The pathogenesis of TTE is still unclear. Previous studies have suggested that there are five tails of the gubernaculum testis during testicular development, which are attached to the perineum, the front of the pubis, Scarpa’s triangle in the thigh, the region of the inguinal ligament medial to the anterior superior iliac spine, and the bottom of the scrotum. Normally, the testis descends along the guide belt that attaches to the bottom of the scrotum and terminates in the scrotum. When other tails of the gubernaculum replace the tail at the bottom of the scrotum to guide the descending of the testis, the testicular gubernaculum terminates outside the scrotum, and the testis is ectopic (9, 10). Based on this theory, ET can be divided into four types, namely, superficial inguinal, perineal, penile, and transverse testicular ectopia. Some scholars believe that the occurrence of TTE is related to that of both testes originating from the same genital ridge. Some other scholars believe that the mesonephric ducts adhere or fuse during embryonic development, the bilateral testes and spermatic cords tightly adhere, and the descending of one testis drags the other testis down at the same time, forming a testis transverse ectopic (11).

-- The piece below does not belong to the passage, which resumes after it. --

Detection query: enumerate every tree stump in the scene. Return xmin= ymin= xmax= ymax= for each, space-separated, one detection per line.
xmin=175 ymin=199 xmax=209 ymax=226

Persistent Müllerian duct syndrome is a very rare pathological association with TTE. PMDS is a rare male pseudohermaphroditism, which refers to the continuous development of Müllerian ducts due to the lack of Müllerian inhibiting factor (MIF) or anti-Müllerian hormone (AMH) during embryonic development in male individuals with normal genotypes, and further differentiates into the uterus, fallopian tubes, and upper vagina (5). In children with PMDS, the lack of MIF can lead to obstruction of testicular descent. When one testis descends, it drags the remnants of the Müllerian duct and the other testis into the same inguinal canal, resulting in an inguinal hernia and testicular ectopia (6, 12). Among the 14 TTE cases in this group, six cases of TTE were associated with PMDS, and the chromosomal analysis of peripheral blood revealed that all the cases were normal males with karyotype 46, XY.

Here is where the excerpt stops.